Damit nicht genug: Michael B. Cook vom National Cancer Institute, Bethesda, fand einen Risikofaktor der besonderen Art. Er wertete Daten von 39.070 Männern aus. Sie hatten an der Prostate, Lung, Colorectal and Ovarian Cancer Screening Trial teilgenommen. Über Fragebögen brachte Cook ein nicht unwichtiges Detail in Erfahrung, nämlich möglichen Haarausfall. Zum Follow-up: Innerhalb von drei Jahren erfassten Ärzte 1.138 Krebserkrankungen der Prostata; 572 hatten Tumore mit einem Gleason-Score vom mindestens sieben, mit dem klinischen Stadium III oder waren sogar verstorben. Tatsächlich erkrankten Studienteilnehmer bis 45 Jahren mit kahlen Stellen am Hinterkopf oder mit Geheimratsecken zu 39 Prozent häufiger an aggressivem Prostatakrebs. Das zeige laut Cook die Möglichkeit gemeinsamer pathophysiologischer Mechanismen zwischen Tumoren und der androgenetischen Alopezie. Haarwurzeln sind überempfindlich gegen Dihydrotestosteron – und Testosteron beschleunigt das Wachstum von Prostatakarzinomen. Als Therapieoption kommt bei hochmalignen Karzinomen ein Androgenentzug infrage.

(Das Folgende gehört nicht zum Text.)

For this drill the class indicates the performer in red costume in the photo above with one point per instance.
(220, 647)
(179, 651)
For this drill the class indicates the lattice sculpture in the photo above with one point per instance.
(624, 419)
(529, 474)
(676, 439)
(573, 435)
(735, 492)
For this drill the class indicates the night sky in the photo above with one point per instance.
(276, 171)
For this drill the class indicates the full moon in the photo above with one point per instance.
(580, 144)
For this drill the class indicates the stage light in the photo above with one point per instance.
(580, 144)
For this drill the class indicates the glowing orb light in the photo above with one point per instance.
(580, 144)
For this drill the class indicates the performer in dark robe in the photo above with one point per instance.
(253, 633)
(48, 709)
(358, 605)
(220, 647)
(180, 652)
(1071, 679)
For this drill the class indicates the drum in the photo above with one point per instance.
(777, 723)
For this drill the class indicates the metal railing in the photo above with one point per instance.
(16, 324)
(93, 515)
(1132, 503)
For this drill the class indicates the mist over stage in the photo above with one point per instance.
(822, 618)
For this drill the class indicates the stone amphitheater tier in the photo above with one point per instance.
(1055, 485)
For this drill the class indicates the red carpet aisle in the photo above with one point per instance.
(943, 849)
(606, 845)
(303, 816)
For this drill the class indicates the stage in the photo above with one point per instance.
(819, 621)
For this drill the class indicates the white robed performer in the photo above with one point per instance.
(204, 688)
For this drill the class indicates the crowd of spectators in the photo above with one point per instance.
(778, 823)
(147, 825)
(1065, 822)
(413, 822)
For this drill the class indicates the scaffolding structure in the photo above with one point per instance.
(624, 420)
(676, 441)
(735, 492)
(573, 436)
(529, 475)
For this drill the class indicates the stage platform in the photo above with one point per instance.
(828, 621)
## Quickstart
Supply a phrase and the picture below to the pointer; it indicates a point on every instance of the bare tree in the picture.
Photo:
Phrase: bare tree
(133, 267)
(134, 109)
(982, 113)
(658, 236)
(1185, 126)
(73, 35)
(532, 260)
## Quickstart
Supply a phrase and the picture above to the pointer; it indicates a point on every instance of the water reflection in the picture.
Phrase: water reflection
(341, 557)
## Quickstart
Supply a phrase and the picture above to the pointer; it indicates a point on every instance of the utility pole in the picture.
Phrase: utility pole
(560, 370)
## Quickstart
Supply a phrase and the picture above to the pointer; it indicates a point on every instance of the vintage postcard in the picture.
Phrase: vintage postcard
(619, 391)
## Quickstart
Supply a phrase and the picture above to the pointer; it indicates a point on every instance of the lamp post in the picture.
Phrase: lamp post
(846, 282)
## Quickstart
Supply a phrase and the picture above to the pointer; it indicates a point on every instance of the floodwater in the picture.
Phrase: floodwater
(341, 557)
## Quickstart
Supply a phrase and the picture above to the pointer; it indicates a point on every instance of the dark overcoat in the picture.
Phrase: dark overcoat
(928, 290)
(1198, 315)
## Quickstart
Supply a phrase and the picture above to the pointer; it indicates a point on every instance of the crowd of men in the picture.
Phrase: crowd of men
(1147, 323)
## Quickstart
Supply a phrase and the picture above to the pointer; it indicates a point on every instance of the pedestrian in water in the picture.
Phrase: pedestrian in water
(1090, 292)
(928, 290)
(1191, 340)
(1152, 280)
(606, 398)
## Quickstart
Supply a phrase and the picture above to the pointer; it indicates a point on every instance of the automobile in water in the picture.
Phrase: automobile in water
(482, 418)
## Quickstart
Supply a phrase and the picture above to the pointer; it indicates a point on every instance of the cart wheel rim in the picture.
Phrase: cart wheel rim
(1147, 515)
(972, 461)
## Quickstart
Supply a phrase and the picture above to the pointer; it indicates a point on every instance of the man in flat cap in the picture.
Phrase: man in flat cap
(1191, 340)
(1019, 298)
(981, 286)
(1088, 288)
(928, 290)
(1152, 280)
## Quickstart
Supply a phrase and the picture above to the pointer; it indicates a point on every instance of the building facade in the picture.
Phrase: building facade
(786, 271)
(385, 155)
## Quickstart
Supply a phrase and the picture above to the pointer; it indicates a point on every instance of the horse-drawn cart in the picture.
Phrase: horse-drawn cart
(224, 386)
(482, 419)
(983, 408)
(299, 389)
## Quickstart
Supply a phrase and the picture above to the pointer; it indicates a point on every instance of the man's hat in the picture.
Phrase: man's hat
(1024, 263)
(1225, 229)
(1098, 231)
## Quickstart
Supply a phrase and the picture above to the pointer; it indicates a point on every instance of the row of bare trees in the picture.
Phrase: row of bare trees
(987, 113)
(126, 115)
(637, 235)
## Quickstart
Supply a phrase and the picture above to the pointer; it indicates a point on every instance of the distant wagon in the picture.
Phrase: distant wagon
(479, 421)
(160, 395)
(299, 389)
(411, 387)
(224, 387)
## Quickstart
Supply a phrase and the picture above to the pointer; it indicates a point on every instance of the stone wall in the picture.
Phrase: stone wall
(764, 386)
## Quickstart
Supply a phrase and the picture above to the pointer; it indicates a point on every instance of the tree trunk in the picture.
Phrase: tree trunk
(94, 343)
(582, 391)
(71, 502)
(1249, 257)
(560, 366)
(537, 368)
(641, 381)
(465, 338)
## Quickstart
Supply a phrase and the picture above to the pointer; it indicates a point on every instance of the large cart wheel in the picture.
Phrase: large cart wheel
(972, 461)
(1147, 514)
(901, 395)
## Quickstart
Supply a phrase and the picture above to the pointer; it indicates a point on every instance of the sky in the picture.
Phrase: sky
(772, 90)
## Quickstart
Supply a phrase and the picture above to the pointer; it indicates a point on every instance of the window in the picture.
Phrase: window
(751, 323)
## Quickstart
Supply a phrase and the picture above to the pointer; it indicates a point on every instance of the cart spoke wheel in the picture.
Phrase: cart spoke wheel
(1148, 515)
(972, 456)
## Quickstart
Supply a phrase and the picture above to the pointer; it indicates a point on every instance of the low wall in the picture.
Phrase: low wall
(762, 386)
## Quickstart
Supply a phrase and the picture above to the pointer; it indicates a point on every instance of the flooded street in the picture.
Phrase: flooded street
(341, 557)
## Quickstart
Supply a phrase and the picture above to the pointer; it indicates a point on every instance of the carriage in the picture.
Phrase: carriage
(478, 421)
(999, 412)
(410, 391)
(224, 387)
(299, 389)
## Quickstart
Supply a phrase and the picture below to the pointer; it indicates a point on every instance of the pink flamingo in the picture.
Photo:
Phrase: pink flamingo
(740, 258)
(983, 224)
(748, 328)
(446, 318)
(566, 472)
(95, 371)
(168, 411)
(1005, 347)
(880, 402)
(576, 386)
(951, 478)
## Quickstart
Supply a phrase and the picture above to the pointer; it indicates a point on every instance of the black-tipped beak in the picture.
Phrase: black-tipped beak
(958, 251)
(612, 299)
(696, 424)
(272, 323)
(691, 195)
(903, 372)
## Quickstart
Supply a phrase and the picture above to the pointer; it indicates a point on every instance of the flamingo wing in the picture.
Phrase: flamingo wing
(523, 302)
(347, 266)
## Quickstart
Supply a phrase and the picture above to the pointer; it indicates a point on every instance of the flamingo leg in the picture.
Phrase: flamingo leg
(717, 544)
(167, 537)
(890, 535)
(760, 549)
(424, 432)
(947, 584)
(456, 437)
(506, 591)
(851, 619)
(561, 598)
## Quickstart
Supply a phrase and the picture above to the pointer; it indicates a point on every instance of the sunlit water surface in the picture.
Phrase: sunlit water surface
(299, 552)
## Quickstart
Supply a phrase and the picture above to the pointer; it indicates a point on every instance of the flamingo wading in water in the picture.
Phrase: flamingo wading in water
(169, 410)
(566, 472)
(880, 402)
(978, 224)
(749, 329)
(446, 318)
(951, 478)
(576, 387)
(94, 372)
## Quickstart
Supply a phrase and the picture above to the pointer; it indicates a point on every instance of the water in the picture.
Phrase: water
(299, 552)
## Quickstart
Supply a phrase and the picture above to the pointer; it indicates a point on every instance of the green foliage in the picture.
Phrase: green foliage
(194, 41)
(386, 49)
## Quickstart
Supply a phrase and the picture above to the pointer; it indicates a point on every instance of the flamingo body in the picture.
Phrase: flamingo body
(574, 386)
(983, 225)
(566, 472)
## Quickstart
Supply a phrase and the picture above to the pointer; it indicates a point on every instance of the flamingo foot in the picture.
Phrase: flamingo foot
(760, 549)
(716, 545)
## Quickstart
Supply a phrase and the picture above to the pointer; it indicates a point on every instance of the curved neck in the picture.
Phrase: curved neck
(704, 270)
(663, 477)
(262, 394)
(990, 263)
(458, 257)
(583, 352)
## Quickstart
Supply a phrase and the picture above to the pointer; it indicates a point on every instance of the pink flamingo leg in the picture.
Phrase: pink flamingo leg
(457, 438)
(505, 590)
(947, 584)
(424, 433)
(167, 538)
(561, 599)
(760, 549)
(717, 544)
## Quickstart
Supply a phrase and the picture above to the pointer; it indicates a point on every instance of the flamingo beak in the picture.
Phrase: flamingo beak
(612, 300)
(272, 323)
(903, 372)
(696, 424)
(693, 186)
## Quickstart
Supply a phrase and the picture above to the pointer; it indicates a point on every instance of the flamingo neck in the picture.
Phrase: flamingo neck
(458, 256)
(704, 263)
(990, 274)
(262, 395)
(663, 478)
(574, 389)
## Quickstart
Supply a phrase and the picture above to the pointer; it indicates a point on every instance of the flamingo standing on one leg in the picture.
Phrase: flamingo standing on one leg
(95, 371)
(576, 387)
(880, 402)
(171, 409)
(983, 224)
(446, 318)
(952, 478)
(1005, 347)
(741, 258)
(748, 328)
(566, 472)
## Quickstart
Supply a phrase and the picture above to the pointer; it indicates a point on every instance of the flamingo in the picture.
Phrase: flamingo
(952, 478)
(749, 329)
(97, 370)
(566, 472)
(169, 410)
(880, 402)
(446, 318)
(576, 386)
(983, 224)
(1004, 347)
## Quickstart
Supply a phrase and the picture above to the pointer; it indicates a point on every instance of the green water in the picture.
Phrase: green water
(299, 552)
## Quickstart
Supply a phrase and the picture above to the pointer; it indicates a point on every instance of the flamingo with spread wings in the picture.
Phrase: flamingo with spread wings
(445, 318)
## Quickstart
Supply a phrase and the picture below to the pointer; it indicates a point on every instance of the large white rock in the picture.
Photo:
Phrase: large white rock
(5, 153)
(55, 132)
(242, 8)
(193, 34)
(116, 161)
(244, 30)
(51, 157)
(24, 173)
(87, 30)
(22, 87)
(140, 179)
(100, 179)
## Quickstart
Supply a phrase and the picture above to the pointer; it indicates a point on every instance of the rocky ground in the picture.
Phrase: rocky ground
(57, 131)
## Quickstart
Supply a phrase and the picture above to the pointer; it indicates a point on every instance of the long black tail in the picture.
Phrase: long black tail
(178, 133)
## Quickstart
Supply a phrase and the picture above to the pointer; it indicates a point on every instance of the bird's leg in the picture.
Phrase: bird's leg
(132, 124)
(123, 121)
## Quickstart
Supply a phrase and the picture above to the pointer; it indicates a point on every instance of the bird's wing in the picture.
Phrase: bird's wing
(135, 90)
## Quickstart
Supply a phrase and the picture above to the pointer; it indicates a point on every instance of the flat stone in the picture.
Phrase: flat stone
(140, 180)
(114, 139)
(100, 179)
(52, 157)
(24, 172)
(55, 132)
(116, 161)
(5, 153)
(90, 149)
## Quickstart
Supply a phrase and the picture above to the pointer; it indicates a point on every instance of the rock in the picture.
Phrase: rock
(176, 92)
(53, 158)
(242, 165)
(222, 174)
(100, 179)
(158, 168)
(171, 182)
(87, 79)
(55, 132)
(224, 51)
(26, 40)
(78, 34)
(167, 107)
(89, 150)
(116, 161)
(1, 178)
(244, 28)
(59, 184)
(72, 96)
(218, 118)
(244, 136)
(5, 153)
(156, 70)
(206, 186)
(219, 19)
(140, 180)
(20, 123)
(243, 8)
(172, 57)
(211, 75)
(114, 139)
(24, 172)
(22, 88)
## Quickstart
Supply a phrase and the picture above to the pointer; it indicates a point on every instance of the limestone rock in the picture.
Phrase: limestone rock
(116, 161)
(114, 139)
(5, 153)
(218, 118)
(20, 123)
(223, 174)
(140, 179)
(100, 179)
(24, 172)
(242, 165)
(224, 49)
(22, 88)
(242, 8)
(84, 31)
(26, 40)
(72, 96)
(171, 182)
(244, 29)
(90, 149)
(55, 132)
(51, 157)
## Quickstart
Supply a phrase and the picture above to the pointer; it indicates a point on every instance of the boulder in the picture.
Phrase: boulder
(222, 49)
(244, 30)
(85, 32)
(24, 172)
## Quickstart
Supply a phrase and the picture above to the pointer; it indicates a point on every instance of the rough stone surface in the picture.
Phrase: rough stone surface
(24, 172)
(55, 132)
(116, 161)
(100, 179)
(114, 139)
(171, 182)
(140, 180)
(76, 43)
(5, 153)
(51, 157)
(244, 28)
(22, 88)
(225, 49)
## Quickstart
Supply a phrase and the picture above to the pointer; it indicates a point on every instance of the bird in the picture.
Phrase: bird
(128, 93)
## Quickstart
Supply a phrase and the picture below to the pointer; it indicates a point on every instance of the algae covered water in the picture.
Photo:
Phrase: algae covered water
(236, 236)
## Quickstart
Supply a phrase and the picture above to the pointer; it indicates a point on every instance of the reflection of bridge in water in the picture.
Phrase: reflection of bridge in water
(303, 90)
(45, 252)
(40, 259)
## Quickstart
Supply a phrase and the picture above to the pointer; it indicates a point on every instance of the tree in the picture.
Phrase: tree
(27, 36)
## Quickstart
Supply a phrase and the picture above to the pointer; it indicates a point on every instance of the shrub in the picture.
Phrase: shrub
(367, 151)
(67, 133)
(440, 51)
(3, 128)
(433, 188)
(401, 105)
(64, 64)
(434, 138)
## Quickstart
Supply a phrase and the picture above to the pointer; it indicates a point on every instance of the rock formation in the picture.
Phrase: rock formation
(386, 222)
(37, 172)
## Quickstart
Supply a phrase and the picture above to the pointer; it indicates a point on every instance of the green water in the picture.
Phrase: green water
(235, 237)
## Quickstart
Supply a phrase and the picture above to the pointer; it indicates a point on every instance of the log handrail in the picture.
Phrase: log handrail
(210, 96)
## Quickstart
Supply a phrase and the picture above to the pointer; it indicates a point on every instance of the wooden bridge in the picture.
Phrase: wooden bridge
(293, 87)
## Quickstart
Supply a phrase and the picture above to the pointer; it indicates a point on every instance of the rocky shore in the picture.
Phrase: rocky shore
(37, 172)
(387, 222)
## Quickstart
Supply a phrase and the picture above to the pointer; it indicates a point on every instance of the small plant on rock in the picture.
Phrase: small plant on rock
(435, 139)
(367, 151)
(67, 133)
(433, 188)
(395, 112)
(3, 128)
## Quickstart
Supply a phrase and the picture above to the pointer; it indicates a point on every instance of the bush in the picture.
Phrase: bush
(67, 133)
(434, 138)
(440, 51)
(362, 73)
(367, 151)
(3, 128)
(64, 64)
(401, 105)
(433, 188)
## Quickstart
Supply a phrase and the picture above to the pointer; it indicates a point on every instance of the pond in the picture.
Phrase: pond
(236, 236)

Dass Antiandrogene oder Kastrationen bei niedrigmalignen Varianten keinen Sinn machen, bewies Grace Lu-Yao vom Rutgers Cancer Institute in Brunswick. Basis ihrer Arbeit waren Daten von mehr als 66.000 Männern über 65 mit lokal begrenzten Prostatatumoren. Ärzte behandelten 22 bis 39 Prozent ihrer Patienten via Hormonentzug – vor allem bei schlechterer Prognose. Dazu gehörten höhere PSA-Werte, ein höherer Gleason-Score sowie Komorbiditäten. Regionale Präferenzen gab es ebenfalls. Um einen möglichen Mehrwert zu identifizieren, untersuchte Lu-Yao Gegenden, in denen Mediziner häufig beziehungsweise selten die Androgendeprivation einsetzten. Ihr Resultat: Litten Patienten unter moderat differenzierten Tumoren, betrug ihre Gesamtüberlebensrate nach 15 Jahren 20 versus 21 Prozent – kein signifikanter Unterschied. Selbst bei schlecht differenzierten Karzinomen ließ sich aus Daten der Kohorte kein Mehrwert für radikale Therapien ableiten. Als Gesamtüberlebensrate geben die Forscher hier 8,6 versus 9,2 Prozent an. Grace Lu-Yao rät deshalb, antiandrogene Behandlungsoptionen Patienten mit weit fortgeschrittenem Prostata-Ca vorzubehalten.